Google on Wednesday announced the launch of Gemini, its most powerful AI model to date. The new model is available in different sizes — Nano, Pro, and Ultra — optimised for different applications, and Google hopes Gemini can compete with OpenAI’s GPT-4 model that is available for paying customers. According to the company, Gemini Nano is available on the Pixel 8 Pro and will power new on-device AI features, while Gemini Pro will be available on Google Bard, the company’s chatbot that competes with ChatGPT.

In a blog post, Alphabet CEO Sundar Pichai said that a wide-ranging effort that involved collaboration with Google Research and other teams at the company led to the development of Gemini. “It was built from the ground up to be multimodal, which means it can generalise and seamlessly understand, operate across and combine different types of information including text, code, audio, image and video,” Pichai said.

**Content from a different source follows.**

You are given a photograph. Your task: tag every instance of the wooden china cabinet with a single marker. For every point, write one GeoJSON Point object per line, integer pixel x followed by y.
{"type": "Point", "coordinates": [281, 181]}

Meanwhile, both Google Bard and the company’s Search Generative Experience (SGE) service are now powered by Gemini Pro. A new version of the chatbot called Bard Advanced will use the Ultra model when it is available next year, which means that its capabilities are also expected to receive a boost. The company also said that Gemini will come to other products like Ads, Chrome, Duet AI, and Search in the coming months.

In terms of performance, it appears that Gemini is already capable of taking on the world’s leading AI models, including OpenAI’s GPT-4. A white paper released by Google shows that the top-of-the-line Gemini Ultra model beats GPT-4 in select benchmarks.

According to the company, it is also the first model that is capable of outperforming experts on the massive multitask language understanding (MMLU) dataset, which combines 57 subjects including ethics, history, law, math, medicine, and physics.

The search giant, which has lagged behind in monetising its artificial intelligence technology unlike rival OpenAI, announced access to the Gemini API in Google Studio or Google Cloud Vertex AI starting on December 13. OpenAI charges customers for access to GPT-4 and the recently unveiled GPT-4 Turbo model.

Enterprise developers and developers can pay to access Gemini Pro, via Google Cloud. Meanwhile, Gemini Nano will also be accessible to developers who want to create applications or new services on Android smartphones. There’s no word from the company on a timeline for developers and researchers to access its most powerful AI model, which is expected to arrive next year.